The ICT Policy Support Programme (ICT PSP) under the Competitiveness and Innovation Programme (CIP) aims at stimulating innovation and competitiveness through the wider uptake and best use of ICT by citizens, governments and businesses, particularly Small and Medium-sized Enterprises. The programme facilitates the development of lead markets for innovative ICT-based solutions notably in areas of public interest and opens a wide range of new business opportunities in particular for innovative SMEs. It does so by creating wider market opportunities and better services for SMEs rather than providing them with direct subsidies.
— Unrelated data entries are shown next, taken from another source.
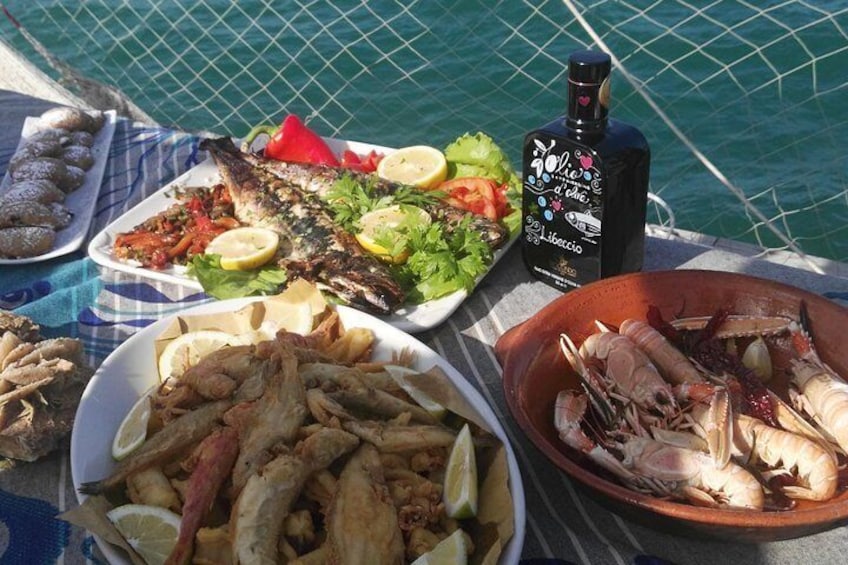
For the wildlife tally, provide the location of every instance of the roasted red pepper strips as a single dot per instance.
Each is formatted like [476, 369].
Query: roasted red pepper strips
[293, 141]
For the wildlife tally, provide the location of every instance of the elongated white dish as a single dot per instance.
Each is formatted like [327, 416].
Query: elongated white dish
[410, 318]
[131, 370]
[80, 202]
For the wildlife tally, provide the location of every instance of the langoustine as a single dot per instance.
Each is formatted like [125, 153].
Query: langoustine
[796, 461]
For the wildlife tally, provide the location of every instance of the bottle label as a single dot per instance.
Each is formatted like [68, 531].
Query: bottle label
[562, 208]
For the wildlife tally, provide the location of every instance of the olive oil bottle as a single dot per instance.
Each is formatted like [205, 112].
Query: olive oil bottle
[585, 186]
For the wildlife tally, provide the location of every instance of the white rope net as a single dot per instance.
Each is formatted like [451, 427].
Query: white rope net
[743, 102]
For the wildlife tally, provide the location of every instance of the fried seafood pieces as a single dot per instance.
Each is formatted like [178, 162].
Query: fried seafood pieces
[297, 449]
[41, 381]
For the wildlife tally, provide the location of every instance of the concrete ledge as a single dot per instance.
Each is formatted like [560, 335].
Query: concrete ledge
[22, 76]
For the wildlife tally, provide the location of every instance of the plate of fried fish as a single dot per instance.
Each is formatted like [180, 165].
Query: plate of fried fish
[291, 199]
[48, 195]
[286, 436]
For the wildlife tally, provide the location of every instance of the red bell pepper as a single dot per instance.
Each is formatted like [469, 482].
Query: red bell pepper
[293, 141]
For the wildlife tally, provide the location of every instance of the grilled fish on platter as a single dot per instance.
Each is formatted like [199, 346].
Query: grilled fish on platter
[319, 179]
[320, 250]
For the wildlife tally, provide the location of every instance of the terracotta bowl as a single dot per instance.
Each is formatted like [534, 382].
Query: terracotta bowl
[534, 371]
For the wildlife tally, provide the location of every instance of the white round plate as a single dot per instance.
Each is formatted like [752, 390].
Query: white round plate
[131, 370]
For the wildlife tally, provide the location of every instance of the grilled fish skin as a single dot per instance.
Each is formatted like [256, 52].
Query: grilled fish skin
[320, 250]
[319, 179]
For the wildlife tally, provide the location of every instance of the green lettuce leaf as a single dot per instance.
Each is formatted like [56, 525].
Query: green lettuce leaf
[223, 284]
[479, 156]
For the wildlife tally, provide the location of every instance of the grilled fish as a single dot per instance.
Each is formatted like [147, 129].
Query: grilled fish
[320, 251]
[319, 179]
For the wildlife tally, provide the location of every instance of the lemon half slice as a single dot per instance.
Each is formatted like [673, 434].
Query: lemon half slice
[453, 550]
[385, 221]
[187, 349]
[419, 165]
[242, 249]
[460, 494]
[150, 530]
[399, 374]
[133, 429]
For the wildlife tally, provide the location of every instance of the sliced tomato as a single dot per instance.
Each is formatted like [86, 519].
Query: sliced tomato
[370, 161]
[351, 160]
[478, 195]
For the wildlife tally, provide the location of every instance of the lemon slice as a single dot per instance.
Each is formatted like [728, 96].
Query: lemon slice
[419, 165]
[133, 429]
[460, 493]
[187, 349]
[453, 550]
[399, 375]
[376, 223]
[242, 249]
[150, 530]
[295, 317]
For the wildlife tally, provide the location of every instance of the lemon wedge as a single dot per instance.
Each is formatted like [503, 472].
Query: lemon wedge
[390, 221]
[453, 550]
[399, 374]
[187, 349]
[133, 429]
[418, 165]
[460, 487]
[242, 249]
[295, 317]
[150, 530]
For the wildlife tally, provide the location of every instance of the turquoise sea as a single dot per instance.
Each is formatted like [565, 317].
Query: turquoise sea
[731, 96]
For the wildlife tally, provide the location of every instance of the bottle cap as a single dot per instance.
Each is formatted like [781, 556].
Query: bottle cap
[588, 89]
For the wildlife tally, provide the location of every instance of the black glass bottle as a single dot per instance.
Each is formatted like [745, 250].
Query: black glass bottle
[585, 186]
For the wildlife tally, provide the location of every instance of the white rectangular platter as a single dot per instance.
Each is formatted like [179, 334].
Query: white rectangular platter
[82, 201]
[410, 318]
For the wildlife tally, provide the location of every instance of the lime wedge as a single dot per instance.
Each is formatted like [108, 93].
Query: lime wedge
[450, 551]
[399, 374]
[150, 530]
[460, 488]
[133, 429]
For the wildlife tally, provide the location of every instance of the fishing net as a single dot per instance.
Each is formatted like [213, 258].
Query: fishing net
[742, 102]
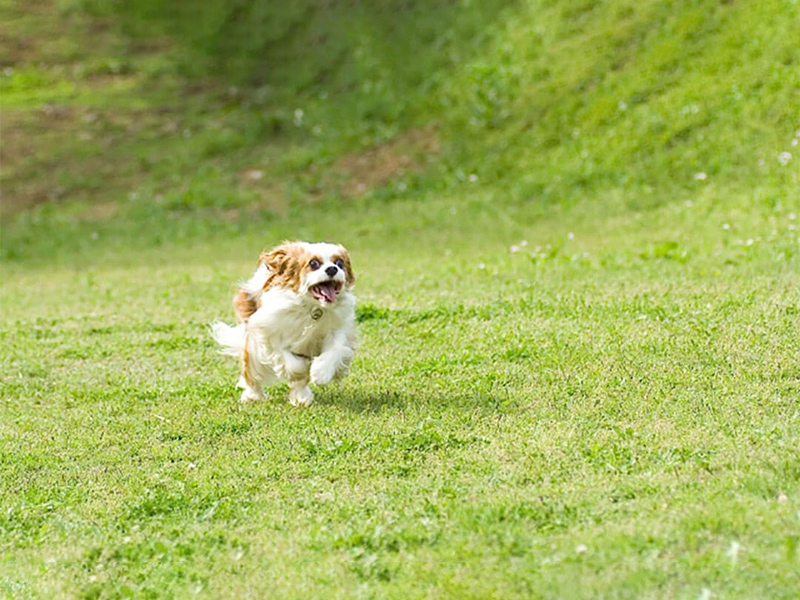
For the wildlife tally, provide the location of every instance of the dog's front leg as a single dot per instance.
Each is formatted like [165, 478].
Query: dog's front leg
[333, 361]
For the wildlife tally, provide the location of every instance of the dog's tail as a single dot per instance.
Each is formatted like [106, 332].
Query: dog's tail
[232, 339]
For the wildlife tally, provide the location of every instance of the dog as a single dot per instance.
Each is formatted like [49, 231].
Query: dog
[297, 321]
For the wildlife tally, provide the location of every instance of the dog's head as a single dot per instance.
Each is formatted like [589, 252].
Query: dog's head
[320, 270]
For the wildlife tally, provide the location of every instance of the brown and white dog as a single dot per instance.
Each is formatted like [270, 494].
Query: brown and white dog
[297, 320]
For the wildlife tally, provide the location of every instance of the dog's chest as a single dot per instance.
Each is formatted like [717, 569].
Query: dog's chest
[307, 331]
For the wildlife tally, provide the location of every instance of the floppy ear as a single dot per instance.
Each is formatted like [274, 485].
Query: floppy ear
[284, 266]
[350, 277]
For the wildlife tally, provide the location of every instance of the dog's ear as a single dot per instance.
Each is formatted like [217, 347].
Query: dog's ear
[284, 265]
[350, 276]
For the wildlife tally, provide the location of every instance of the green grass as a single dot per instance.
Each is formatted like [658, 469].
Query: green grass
[579, 366]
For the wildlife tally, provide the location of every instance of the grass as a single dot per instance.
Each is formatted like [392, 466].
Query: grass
[579, 365]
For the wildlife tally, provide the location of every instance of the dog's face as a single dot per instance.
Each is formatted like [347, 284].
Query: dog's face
[320, 270]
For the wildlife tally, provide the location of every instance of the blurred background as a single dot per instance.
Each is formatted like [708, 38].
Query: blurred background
[143, 123]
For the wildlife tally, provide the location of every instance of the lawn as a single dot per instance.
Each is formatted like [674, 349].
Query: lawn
[579, 304]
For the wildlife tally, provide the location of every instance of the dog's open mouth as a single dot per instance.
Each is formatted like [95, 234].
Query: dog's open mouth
[327, 291]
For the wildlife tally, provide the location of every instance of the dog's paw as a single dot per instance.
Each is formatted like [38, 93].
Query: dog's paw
[322, 371]
[250, 395]
[301, 396]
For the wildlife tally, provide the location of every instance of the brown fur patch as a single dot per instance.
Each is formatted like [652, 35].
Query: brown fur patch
[286, 264]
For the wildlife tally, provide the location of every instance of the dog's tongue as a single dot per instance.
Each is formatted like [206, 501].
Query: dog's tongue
[326, 291]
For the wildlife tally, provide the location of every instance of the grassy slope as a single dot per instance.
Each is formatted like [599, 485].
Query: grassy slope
[626, 380]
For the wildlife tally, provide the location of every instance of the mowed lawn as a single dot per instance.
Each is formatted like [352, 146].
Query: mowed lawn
[576, 232]
[579, 406]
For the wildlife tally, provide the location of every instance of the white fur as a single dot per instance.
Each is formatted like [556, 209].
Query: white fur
[292, 336]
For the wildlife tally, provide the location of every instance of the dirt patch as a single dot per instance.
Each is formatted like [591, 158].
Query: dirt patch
[378, 165]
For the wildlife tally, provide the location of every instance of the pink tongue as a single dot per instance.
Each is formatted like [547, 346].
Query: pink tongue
[327, 291]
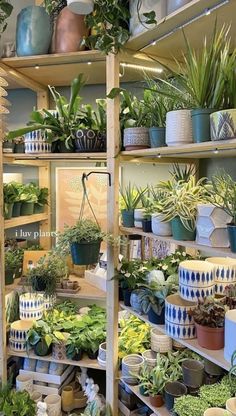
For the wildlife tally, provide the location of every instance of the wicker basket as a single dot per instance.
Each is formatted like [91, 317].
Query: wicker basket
[160, 342]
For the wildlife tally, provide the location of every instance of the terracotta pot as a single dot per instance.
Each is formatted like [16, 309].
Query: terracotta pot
[69, 30]
[210, 338]
[156, 401]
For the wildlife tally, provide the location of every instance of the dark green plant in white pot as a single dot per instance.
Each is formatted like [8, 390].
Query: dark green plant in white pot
[82, 241]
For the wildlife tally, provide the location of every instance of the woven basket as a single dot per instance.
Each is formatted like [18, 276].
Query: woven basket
[160, 342]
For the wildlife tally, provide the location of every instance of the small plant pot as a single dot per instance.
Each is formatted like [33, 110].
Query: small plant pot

The aim is to optimise the use of the resources available for the programme and to build on and complement national, regional and other EU initiatives.
The ICT PSP is one of the main financial instruments of the i2010 initiative that promotes an open and competitive digital economy and emphasises ICT as a driver of inclusion and quality of life [COM/2005/229]. i2010 is a key element of the Lisbon strategy with the following objectives concerning Europe’s information society:
- the completion of a Single European Information Space which promotes an open and competitive internal market for information society and media;
- strengthening Innovation and Investment in ICT research to promote growth and more and better jobs;
- achieving an Inclusive European Information Society that is consistent with sustainable development and that prioritises better public services and quality of life.
In the context of the ''Europe 2020 Strategy'' [see section 7.3], a Regulation lays down uniform requirements and conditions for managers of collective investment undertakings that wish to use the designation "EuVECA" (European Venture Capital Funds) in relation to the marketing of qualifying venture capital funds in the Union [Regulation 345/2013]. In the same context, a Regulation lays down uniform requirements and conditions for managers of collective investment undertakings that wish to use the designation "EuSEF" (European Social Entrepreneurship Funds) in relation to the marketing of qualifying social entrepreneurship funds in the Union [Regulation 346/2013].